Tuesday, August 06, 2019

from "PRAIRIE GLADIATORS", an unwritten book.

The little county seat in a big wide prairie state was supposed to have been a refuge, a safe American place where the people were white but left the rez people next to them alone except for private suspicion and blame which they never admitted and which was often shared by enrolled rez people.  More often by those who just missed being enrolled, but couldn't quite pass as white.  They could have in the city but weren't quite brave enough to go there.  

Her illusion of safety was challenged at the first orientation for new teachers by the administrators, who were clearly football coaches in a previous life and wished they still were.  But her eyes weren't really that opened until the kids came back.  They weren't kids.

Stratified by the occupations and wealth of their parents, these adolescents had already been veterans of the adult world for many years, since they first realized how easy it was to access booze, cigarettes, and drugs and how reluctant all the grownups were to admit that it happened, that their kids had been corrupted since they got to junior high.  If you called that corruption -- maybe it was enlightenment.  They understood both gamification and commodification.

But it wasn't until after Halloween -- when there were some mysterious deaths that the law couldn't or wouldn't address -- that her willingness -- indeed, urging -- to let the kids, hardened and cynical as they were (and some were not) begin to talk.  Partly it was national mass shootings by what the media called "white supremicists" that gave her boldest class permission to talk.  They were very impatient with her for not understanding them.  "You don't know anything," they said.

This was a refrain in the town and the school:  "We are the ones who KNOW and you don't know anything so you should listen to us."  But in fact, what they meant was "we live this status quo and you're not going to mess it up for us."  It struck her as more biological than sociological.  It was at a very basic level, like gut-level, and was not open to any kind of discussion or argument.  Yet it worried them -- there might be something they had missed.

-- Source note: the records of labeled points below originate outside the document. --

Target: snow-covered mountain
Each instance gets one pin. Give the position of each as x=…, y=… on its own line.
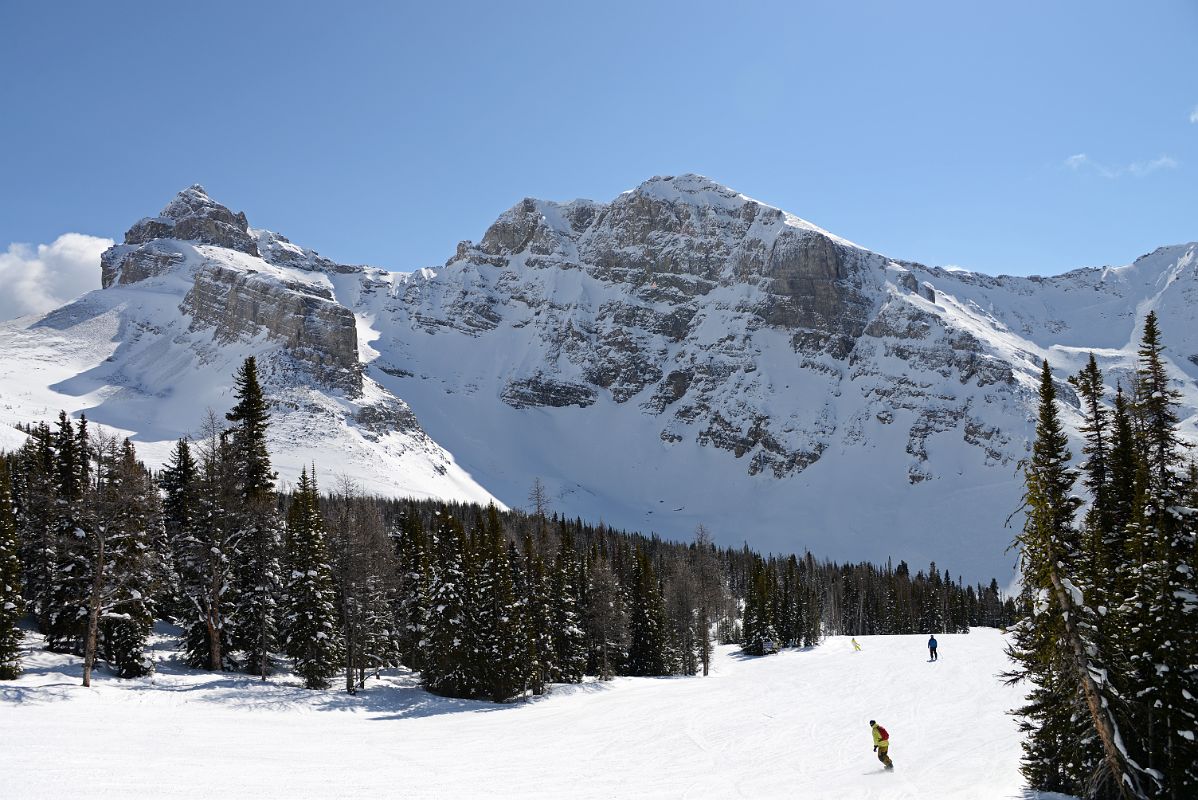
x=682, y=355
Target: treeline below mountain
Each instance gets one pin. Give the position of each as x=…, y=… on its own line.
x=1108, y=636
x=483, y=602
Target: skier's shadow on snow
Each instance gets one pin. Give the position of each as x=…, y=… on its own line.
x=748, y=656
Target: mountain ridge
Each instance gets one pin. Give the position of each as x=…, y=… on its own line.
x=682, y=355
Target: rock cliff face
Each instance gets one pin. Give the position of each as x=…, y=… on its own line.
x=239, y=298
x=682, y=355
x=671, y=297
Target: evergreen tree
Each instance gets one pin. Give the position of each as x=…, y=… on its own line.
x=606, y=622
x=647, y=647
x=255, y=614
x=34, y=498
x=448, y=668
x=310, y=629
x=12, y=605
x=1053, y=646
x=1166, y=600
x=204, y=545
x=71, y=529
x=569, y=641
x=129, y=515
x=415, y=587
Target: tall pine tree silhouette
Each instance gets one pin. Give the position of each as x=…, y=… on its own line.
x=256, y=525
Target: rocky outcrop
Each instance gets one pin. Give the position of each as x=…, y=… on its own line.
x=315, y=331
x=239, y=298
x=194, y=217
x=667, y=297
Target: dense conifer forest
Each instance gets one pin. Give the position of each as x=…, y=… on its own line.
x=484, y=602
x=1108, y=640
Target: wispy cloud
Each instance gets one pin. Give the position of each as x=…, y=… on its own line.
x=38, y=279
x=1081, y=162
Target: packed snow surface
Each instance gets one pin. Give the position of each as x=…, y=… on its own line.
x=794, y=725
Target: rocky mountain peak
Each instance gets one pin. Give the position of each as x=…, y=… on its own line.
x=192, y=216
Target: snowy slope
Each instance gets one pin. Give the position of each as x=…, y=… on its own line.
x=682, y=355
x=791, y=725
x=147, y=357
x=685, y=355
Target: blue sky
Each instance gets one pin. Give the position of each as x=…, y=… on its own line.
x=1005, y=137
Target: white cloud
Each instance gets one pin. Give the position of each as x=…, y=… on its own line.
x=1136, y=169
x=37, y=280
x=1145, y=168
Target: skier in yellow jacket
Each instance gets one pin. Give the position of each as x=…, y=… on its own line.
x=881, y=744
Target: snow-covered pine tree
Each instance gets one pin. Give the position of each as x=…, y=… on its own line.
x=508, y=641
x=256, y=523
x=448, y=668
x=127, y=510
x=498, y=616
x=712, y=593
x=758, y=619
x=1052, y=646
x=1165, y=605
x=204, y=545
x=12, y=605
x=412, y=593
x=681, y=601
x=569, y=641
x=606, y=622
x=32, y=486
x=72, y=574
x=538, y=618
x=363, y=570
x=648, y=647
x=312, y=635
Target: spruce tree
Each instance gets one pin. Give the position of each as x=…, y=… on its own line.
x=128, y=509
x=73, y=571
x=415, y=587
x=1166, y=600
x=448, y=667
x=255, y=616
x=203, y=532
x=1054, y=646
x=569, y=641
x=647, y=646
x=34, y=496
x=12, y=605
x=310, y=629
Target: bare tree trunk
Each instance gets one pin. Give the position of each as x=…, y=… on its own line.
x=349, y=661
x=97, y=586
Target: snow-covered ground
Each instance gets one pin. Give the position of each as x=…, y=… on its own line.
x=791, y=725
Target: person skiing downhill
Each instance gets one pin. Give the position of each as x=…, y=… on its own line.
x=881, y=744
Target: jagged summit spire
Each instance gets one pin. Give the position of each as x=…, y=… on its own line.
x=193, y=216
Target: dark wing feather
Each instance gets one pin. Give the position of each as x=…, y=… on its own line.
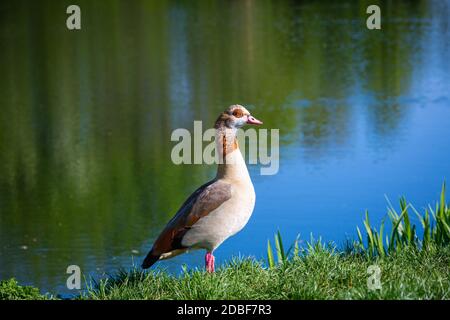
x=199, y=204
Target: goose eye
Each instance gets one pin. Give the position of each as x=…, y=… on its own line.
x=238, y=113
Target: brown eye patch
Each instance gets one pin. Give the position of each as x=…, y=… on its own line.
x=238, y=113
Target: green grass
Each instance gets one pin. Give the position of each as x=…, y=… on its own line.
x=11, y=290
x=412, y=265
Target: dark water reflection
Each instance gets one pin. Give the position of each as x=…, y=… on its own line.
x=86, y=117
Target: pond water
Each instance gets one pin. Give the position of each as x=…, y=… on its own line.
x=86, y=176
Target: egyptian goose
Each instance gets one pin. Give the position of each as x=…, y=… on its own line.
x=218, y=209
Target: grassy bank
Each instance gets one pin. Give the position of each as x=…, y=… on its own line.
x=412, y=265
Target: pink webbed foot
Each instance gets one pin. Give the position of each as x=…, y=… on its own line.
x=209, y=262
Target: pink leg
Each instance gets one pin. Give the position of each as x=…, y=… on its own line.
x=209, y=262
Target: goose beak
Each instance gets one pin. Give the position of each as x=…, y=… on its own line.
x=253, y=120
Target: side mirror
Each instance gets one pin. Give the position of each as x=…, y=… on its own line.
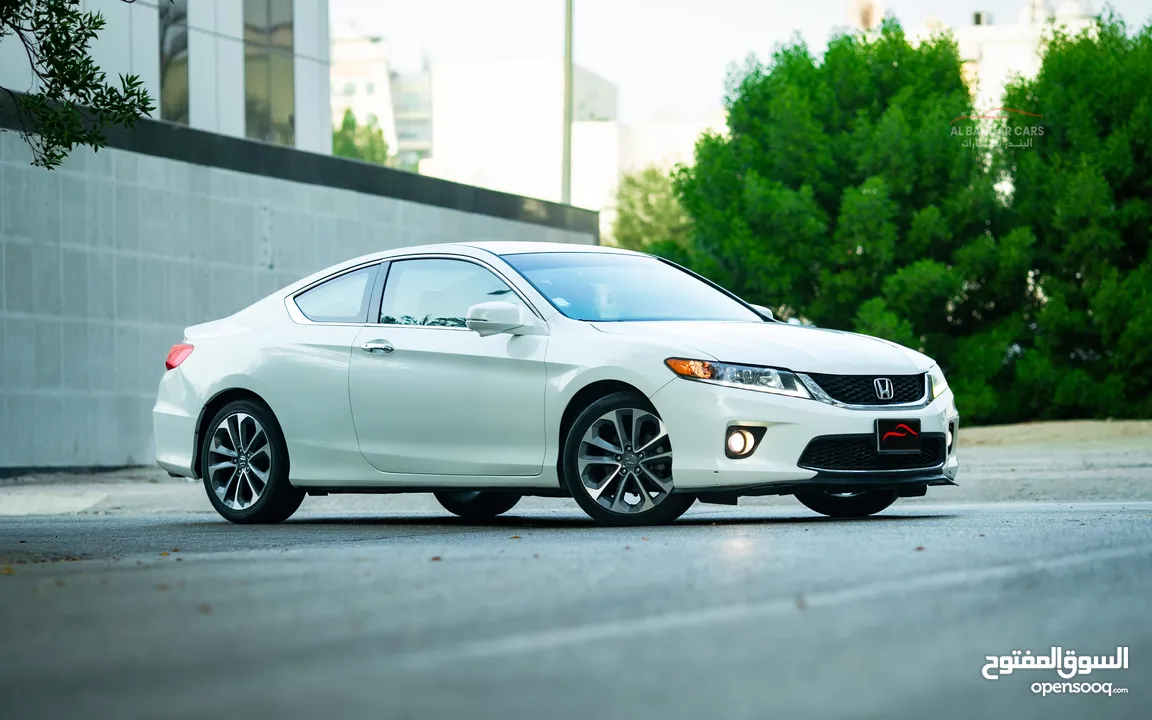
x=767, y=313
x=503, y=317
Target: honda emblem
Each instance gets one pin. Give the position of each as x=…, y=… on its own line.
x=884, y=388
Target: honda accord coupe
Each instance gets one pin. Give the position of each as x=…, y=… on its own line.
x=484, y=372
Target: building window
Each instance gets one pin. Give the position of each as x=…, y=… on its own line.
x=270, y=96
x=174, y=61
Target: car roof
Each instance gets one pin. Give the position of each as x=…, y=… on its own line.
x=474, y=249
x=523, y=248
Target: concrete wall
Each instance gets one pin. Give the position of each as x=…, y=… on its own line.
x=104, y=263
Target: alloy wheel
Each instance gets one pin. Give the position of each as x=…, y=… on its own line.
x=240, y=461
x=624, y=461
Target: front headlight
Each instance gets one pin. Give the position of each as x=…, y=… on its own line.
x=937, y=381
x=747, y=377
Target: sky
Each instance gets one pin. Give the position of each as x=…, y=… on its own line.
x=667, y=58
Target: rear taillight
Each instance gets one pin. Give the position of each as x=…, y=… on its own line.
x=176, y=355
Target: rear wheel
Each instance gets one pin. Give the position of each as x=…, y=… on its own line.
x=477, y=505
x=618, y=463
x=848, y=505
x=244, y=464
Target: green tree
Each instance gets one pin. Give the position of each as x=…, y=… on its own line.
x=839, y=194
x=649, y=217
x=360, y=142
x=70, y=103
x=1083, y=190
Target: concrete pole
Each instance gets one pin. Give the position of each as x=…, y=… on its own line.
x=566, y=187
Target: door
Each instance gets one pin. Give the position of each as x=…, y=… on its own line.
x=430, y=396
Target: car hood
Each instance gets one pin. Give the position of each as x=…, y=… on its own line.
x=778, y=345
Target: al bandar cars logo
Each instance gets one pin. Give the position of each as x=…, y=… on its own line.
x=1015, y=127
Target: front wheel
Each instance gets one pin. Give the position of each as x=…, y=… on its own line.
x=477, y=505
x=848, y=505
x=618, y=463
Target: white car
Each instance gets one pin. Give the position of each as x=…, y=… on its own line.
x=484, y=372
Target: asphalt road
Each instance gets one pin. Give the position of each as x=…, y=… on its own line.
x=759, y=612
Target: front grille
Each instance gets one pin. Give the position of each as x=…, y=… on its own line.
x=859, y=453
x=861, y=389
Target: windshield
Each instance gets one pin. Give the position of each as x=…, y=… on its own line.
x=609, y=287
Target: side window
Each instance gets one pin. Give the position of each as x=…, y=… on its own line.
x=341, y=300
x=438, y=293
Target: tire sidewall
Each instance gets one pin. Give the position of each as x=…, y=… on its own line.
x=279, y=492
x=669, y=508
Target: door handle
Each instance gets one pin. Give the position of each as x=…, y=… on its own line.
x=378, y=346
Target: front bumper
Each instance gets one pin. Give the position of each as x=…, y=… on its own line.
x=697, y=416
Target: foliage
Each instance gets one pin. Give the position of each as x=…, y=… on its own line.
x=1084, y=190
x=649, y=217
x=842, y=192
x=360, y=142
x=70, y=103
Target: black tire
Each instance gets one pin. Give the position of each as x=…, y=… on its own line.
x=861, y=505
x=668, y=507
x=278, y=498
x=477, y=505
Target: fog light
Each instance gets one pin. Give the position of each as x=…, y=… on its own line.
x=742, y=441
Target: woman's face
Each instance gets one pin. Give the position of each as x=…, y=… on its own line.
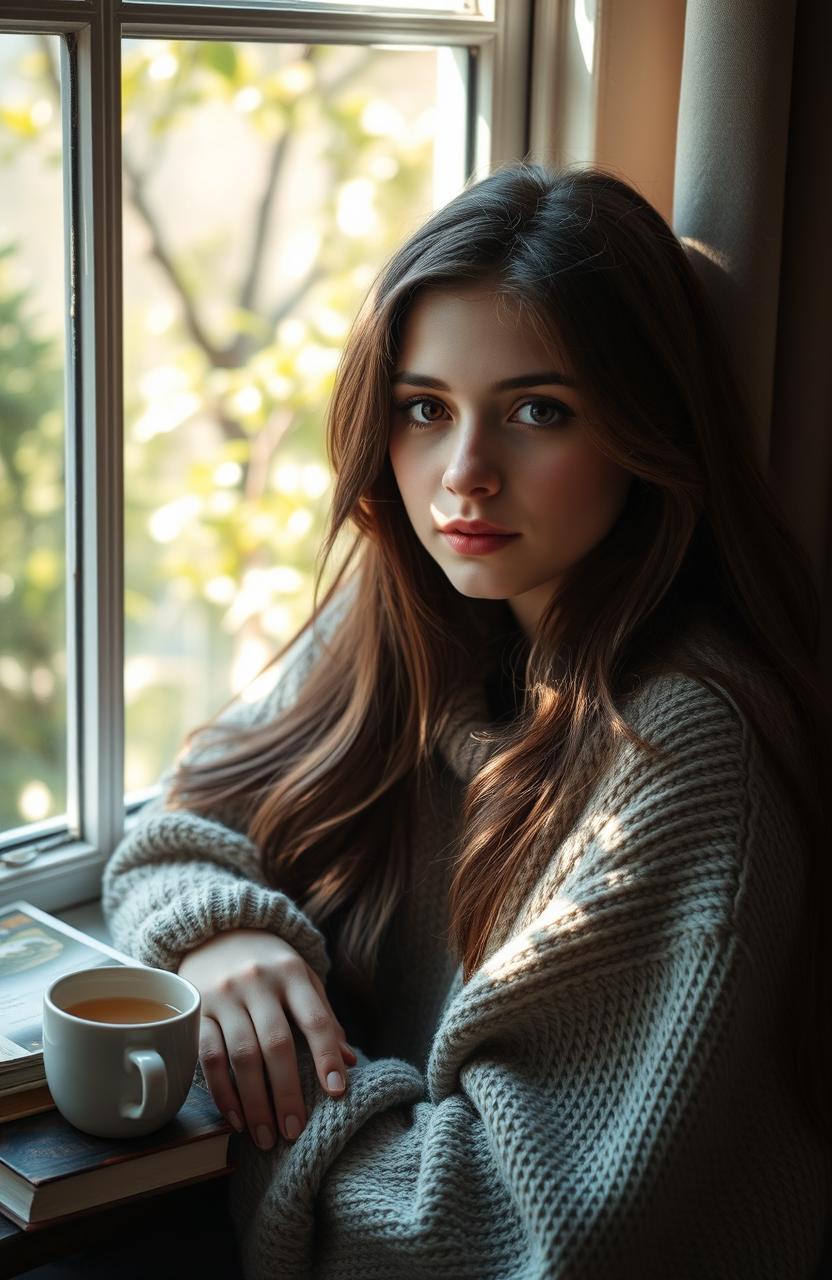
x=487, y=428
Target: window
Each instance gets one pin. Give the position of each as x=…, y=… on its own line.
x=193, y=199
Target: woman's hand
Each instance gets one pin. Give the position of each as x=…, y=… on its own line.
x=248, y=979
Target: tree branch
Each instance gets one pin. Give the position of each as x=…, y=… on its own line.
x=159, y=250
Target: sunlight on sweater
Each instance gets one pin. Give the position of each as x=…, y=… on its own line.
x=560, y=915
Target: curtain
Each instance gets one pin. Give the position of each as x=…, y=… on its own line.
x=753, y=201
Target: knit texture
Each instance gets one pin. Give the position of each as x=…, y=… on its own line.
x=607, y=1097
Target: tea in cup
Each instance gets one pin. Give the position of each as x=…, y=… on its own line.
x=120, y=1047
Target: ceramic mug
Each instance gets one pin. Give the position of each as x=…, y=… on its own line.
x=120, y=1047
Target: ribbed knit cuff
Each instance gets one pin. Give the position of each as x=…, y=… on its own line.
x=184, y=904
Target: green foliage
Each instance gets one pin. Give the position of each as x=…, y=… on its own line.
x=32, y=615
x=225, y=474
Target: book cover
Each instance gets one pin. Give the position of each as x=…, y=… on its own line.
x=50, y=1169
x=35, y=949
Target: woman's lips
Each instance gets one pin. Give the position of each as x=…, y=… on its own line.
x=479, y=544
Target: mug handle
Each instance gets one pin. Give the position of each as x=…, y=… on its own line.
x=154, y=1083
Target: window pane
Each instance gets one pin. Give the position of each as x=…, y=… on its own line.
x=467, y=8
x=32, y=508
x=264, y=184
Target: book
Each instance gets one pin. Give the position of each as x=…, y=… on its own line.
x=35, y=949
x=50, y=1170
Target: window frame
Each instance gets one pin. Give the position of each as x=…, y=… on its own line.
x=60, y=860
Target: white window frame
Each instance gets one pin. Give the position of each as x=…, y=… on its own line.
x=71, y=851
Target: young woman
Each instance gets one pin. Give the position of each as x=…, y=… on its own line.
x=535, y=814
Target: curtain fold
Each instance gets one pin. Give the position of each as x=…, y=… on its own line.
x=753, y=202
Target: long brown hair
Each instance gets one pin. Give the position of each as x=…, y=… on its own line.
x=589, y=263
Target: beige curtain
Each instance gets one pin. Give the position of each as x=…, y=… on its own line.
x=753, y=196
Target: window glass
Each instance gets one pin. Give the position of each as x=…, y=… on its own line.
x=32, y=494
x=264, y=186
x=469, y=8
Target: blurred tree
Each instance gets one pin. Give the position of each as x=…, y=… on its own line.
x=225, y=475
x=32, y=695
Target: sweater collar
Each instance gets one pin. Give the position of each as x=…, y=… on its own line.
x=464, y=740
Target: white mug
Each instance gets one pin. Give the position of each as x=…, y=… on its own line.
x=120, y=1079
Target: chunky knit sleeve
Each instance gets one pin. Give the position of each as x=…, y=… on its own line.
x=178, y=877
x=604, y=1097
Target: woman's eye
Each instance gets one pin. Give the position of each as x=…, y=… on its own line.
x=424, y=411
x=544, y=412
x=425, y=406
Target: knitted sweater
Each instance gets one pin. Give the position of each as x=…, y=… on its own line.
x=607, y=1097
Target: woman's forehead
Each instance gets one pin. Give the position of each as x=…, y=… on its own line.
x=443, y=325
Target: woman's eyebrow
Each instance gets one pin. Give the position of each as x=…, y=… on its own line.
x=549, y=378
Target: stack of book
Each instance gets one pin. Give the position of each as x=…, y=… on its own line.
x=50, y=1170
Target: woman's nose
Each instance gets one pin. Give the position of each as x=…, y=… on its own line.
x=471, y=467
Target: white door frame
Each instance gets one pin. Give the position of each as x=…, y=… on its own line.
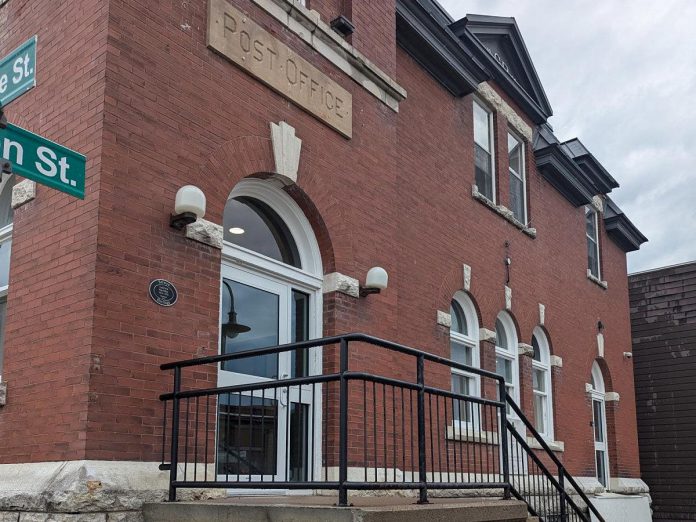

But she didn't interfere with all that.  She was beginning to realize she might not be able to stay but it was going to be very difficult to leave.  She thought of moving to the rez, only a few miles, but they were infected with the same set of beliefs.  It was no longer possible for a white person to live there because the usual malcontents were now reinforced by dogma from the Algerian French resistance, only half digested.  At least these village whites hadn't really figured out such a movement existed.  They didn't like foreign, even in books.

"Why don't they ask US why these losers shoot people at these fancy little events like concerts and restaurants and upscale churches where everyone goes all dressed up to pray for themselves?  We never have those kinds of fancy things to do."

"No, they don't even try to talk to the shooters -- they just drop them in their tracks."

"Well, when you're shooting an assault rifle, people tend not to talk to you because you're already converted to red mush on the pavement and all the mismatched shoes people fell out of are piled up to one side."

"Yeah, and then they go to your house and talk to your parents, if they can find them, and make big theories about this whole thing that happens again and again.  They assume that they can figure it out, that they KNOW, but they don't.  They just look in front of a camera and read what the teleprompter says."

The force and venom of their talk was impressive.  It was entirely beyond anything her generation would produce at that age.  They were busy worrying about being bombed to radioactive dust by enemies we didn't know at all, but they weren't individuals -- they were whole foreign nations.  Big shots then pointed out that we were headed for this social chaos in this century, quite simply because of economics that had nothing to do with hatred.  Simply, the jobs would be obsolete and food would be empty.  The social connections in communities, whether churches or bowling leagues, would be broken by the internet and television.  None would be replaced by new institutions, except for mega-corporations trying to convert everything into automation to get rid of people.  Our German-originated lockstep industrial school systems would downgrade and explode into private schools for those who could afford them.

"Yeah, your generation just shot the President and Martin Luther King, Jr. and a lot of people of color."

The experts didn't foresee the sexual revolution that followed effective birth control, or DNA that could prove fatherhood to make them pay, or the ability to move a person from one sex to the other, and that all this would confuse even the Pope.  The people of the past thought in terms of economics, not being able to afford babies and so aborting them as soon as they were detected.  They had discarded the precepts of conventions, like family, but kept the longing, the sentimentality.

They simply did not expect that people would be so ignorant of what had changed, so innocently thinking the clock and calendar could be turned back to some mythical time based on oppression and suffering, but just not theirs, which made it all right.

Then the discussion fell apart.  They were young after all and couldn't sustain a line of thought or organize evidence.  They just exploded with emotion, like mass shooters, settling for the intensity of a moment.


When she began to write, decades later, the fall of the Roman Empire was a popular topic and many people had opinions about why it happened.  Maybe it was just worn out.  Maybe "empire" wasn't the way to go.  Maybe handsome gladiators fighting tigers in the coliseum was not equivalent to daily bread after all.  She remembered the twisted face of a boy who didn't say much.  "You can't save us," he sneered.  "You won't even try.  You care nothing about us, just like our parents."